The heart relies on electrical signals to contract. Mutations in genes that encode ion channels can result in severe cardiac arrhythmia, sometimes leading to sudden death. The Van Petegem lab studied the gatekeeper protein, calmodulin, which, among its many functions, regulates calcium ion channels. Calmodulin switches off calcium channels after calcium ions have entered the cytosol. This calcium-dependent inactivation process is critical for maintaining the proper cardiac signals and contraction. Calmodulin is also the target for several mutations that cause very severe heart arrhythmias. The group studied the effect of different disease mutations on the 3D structure of calmodulin. The work led to two major surprises. First, mutations can cause substantial structural changes that alter calmodulin interaction with ion channels. Second, even though many mutations cause the same type of cardiac arrhythmia, they have different effects on the structure and ability to bind calcium. This shows that different disease mutations have very different mechanisms of action, despite targeting the same protein.

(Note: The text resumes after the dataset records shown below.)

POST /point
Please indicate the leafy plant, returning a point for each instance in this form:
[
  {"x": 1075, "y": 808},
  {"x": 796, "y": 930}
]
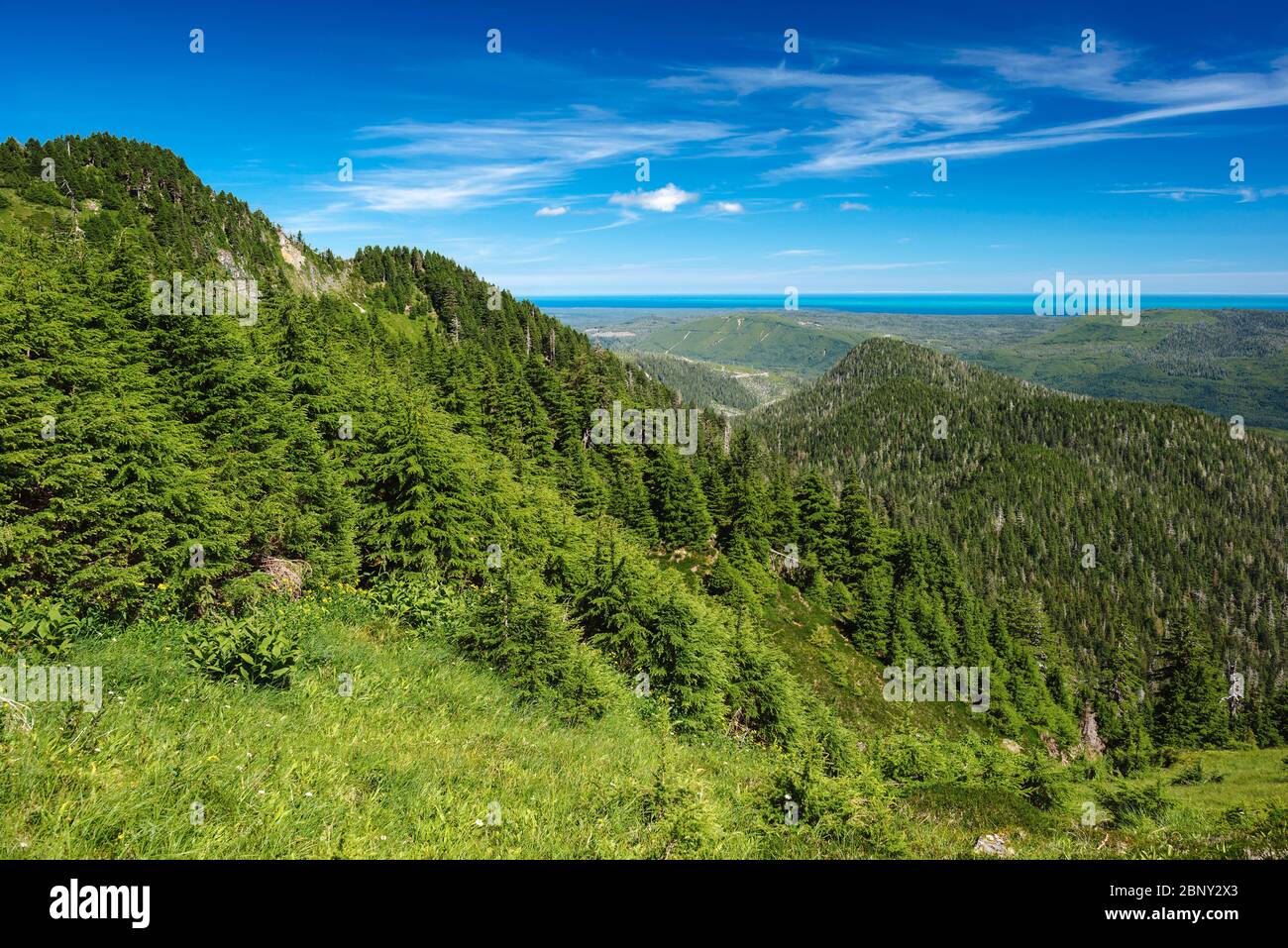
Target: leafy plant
[
  {"x": 38, "y": 626},
  {"x": 259, "y": 649}
]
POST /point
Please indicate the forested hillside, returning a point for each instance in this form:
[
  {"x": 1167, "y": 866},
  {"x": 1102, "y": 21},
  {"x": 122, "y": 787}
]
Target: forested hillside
[
  {"x": 398, "y": 429},
  {"x": 1228, "y": 363},
  {"x": 1185, "y": 513}
]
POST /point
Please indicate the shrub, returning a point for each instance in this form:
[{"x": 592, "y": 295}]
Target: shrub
[
  {"x": 1196, "y": 775},
  {"x": 1132, "y": 805},
  {"x": 1042, "y": 782},
  {"x": 851, "y": 807},
  {"x": 519, "y": 630},
  {"x": 259, "y": 651},
  {"x": 38, "y": 626},
  {"x": 679, "y": 817}
]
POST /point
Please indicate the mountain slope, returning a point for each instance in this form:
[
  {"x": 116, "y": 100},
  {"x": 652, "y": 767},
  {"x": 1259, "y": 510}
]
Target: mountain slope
[
  {"x": 1185, "y": 519},
  {"x": 1228, "y": 363}
]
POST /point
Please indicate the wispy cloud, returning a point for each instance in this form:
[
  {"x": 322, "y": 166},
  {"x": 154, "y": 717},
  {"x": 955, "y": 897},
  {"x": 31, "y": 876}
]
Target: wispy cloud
[{"x": 1245, "y": 194}]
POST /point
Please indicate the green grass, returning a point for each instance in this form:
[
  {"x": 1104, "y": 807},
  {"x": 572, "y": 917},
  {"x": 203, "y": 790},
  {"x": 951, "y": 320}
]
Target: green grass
[{"x": 408, "y": 766}]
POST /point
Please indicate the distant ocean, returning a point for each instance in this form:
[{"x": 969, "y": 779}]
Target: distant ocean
[{"x": 921, "y": 304}]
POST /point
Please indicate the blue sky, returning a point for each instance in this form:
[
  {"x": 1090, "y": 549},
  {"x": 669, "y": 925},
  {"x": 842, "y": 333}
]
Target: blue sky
[{"x": 811, "y": 168}]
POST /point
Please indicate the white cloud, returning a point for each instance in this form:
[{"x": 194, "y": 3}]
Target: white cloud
[
  {"x": 665, "y": 198},
  {"x": 1245, "y": 194}
]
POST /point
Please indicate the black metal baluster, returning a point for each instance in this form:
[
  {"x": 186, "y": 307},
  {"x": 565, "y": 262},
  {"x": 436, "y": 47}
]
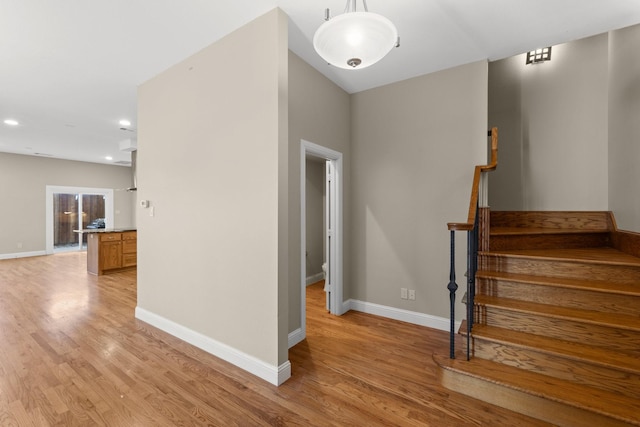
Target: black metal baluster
[{"x": 453, "y": 287}]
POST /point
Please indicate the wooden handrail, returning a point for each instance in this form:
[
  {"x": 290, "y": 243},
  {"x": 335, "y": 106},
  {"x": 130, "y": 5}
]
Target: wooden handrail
[{"x": 473, "y": 203}]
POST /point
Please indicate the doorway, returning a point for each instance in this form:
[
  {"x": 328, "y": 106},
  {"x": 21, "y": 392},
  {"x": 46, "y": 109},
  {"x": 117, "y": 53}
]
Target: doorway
[
  {"x": 75, "y": 208},
  {"x": 332, "y": 228}
]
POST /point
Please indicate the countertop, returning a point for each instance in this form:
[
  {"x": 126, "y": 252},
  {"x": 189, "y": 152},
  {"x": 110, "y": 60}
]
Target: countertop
[{"x": 104, "y": 230}]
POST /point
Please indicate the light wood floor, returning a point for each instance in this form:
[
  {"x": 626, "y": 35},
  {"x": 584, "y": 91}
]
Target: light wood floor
[{"x": 72, "y": 353}]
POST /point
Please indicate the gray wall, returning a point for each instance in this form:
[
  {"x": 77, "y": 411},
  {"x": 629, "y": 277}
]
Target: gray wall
[
  {"x": 624, "y": 127},
  {"x": 315, "y": 195},
  {"x": 415, "y": 145},
  {"x": 23, "y": 181},
  {"x": 552, "y": 121},
  {"x": 213, "y": 148}
]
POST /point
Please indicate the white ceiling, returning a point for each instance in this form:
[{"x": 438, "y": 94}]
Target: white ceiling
[{"x": 69, "y": 69}]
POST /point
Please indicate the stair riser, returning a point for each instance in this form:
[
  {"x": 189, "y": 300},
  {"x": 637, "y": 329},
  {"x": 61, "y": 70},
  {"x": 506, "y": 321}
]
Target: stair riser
[
  {"x": 576, "y": 371},
  {"x": 548, "y": 241},
  {"x": 575, "y": 298},
  {"x": 534, "y": 406},
  {"x": 562, "y": 269},
  {"x": 550, "y": 219},
  {"x": 565, "y": 329}
]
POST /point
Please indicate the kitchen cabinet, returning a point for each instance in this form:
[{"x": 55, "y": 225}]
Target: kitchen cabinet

Figure: A disease-associated mutant calmodulin (red), where the (D95V) mutation (black) abolished calcium binding to calmodulin. EF hand 3, yet the mutated protein is still able to bind the voltage-gated calcium channel CaV1.2 by embracing the IQ domain. (purple) that is located in the C-terminal tail of the ion channel.
Citation: Wang, K, Holt, C, Lu, J, Brohus, M, Larsen, KT, Overgaard, MT, Wimmer, R, Van Petegem, F., Arrhythmia mutations in calmodulin cause conformational changes that affect interactions with the cardiac voltage-gated calcium channel, Proc.Natl.Acad.Sci.USA 115, E10556-E10565 (2018). DOI: 10.1073/pnas.1808733115.